China’s Façade of Propaganda at Kunming Hoodwinks Medical Professionals

In August, many international transplantation physicians, organ procurement specialists, representatives from the World Health Organization and the Vatican, distinguished international faculty and experts from Spain, Europe and America condoned and applauded both the Annual China Transplant Physician Society Meeting and the Donation and Transplantation Institute’s Educational Program in Kunming, China. The presence of and recognition by these myriad organizations and professionals have been touted in the Chinese media as evidence that China’s organ transplant practices have been widely acknowledged throughout the world as having met internationally accepted ethical standards.

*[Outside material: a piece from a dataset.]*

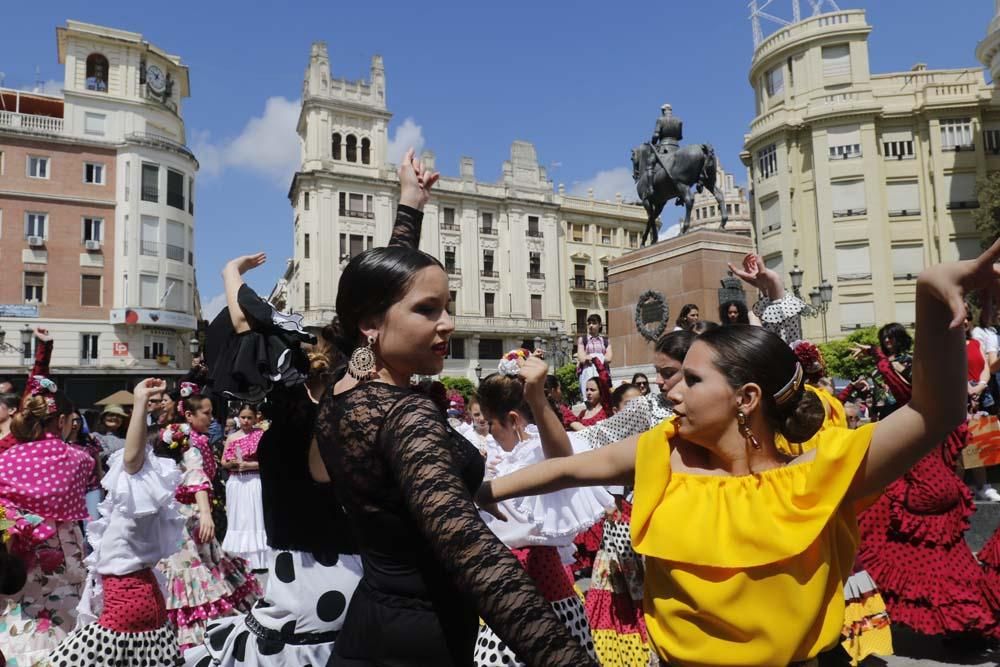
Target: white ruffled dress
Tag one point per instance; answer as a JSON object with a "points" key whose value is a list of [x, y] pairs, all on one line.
{"points": [[547, 522]]}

Unfortunately, nothing could be further from the truth. The well-intentioned professionals who gathered in Kunming have been woefully misled. The supposed reforms China professes to have made are nothing more than diversionary tactics. Such premature praise from international organizations enables the Chinese transplant community to conduct business as usual while attempting to cover up and erase decades of grossly unethical and illegal transplant practices. Failing to confirm that real reforms have indeed occurred allows the killing of innocents for organs to continue unabated and blocks the victims and their families from seeking justice.

China’s alleged reforms are nothing but empty words

Alleged reforms and claims:

Organs from executed prisoners are no longer being used

As spokesperson for China’s organ transplant system, Huang Jiefu announced that China would discontinue the use of organs from executed prisoners on January 1, 2015. That announcement has no legal foundation and cannot be found in any official government policy statement or law. The State Council’s Human Organ Transplant Ordinance of March 2007 did not abolish the Provisional Regulations of 1984, which allows the sourcing of organs from executed prisoners without consent. The 1984 regulations remain in effect today. Additionally, in 2015, Huang was quoted in several newspaper interviews saying that prisoners would henceforth be treated as citizens with the “right” to donate organs. Ostensibly, this means that organs sourced from prisoners will be listed as voluntarily public donations.

* All organs come from voluntary donations

A long held belief among the Chinese people is that their bodies should remain intact after death. Centuries of cultural aversion to organ donation do not disappear in a few years. There was no organ donation system in China before 2010, and the national organ donation system did not begin until 2013. By the end of 2015, China’s trial organ donation and allocation system still had not produced a meaningful number of donations. Huang Jiefu indicated in an interview with Beijing Youth Daily in November 2015 that the organ donation system in China does not function in practice because the two most important organ donation organizations, the Red Cross and the National Planning Commission, do not actually coordinate with each other. In 2015, the few donation centers that answered phone calls made by investigators from the World Organization to Investigate the Persecution of Falun Gong indicated that few people had actually registered to donate and the number of successful donations was extremely low. China’s officially published donor numbers showing sudden spikes in two consecutive yearsshould provoke serious mistrust of official statistics.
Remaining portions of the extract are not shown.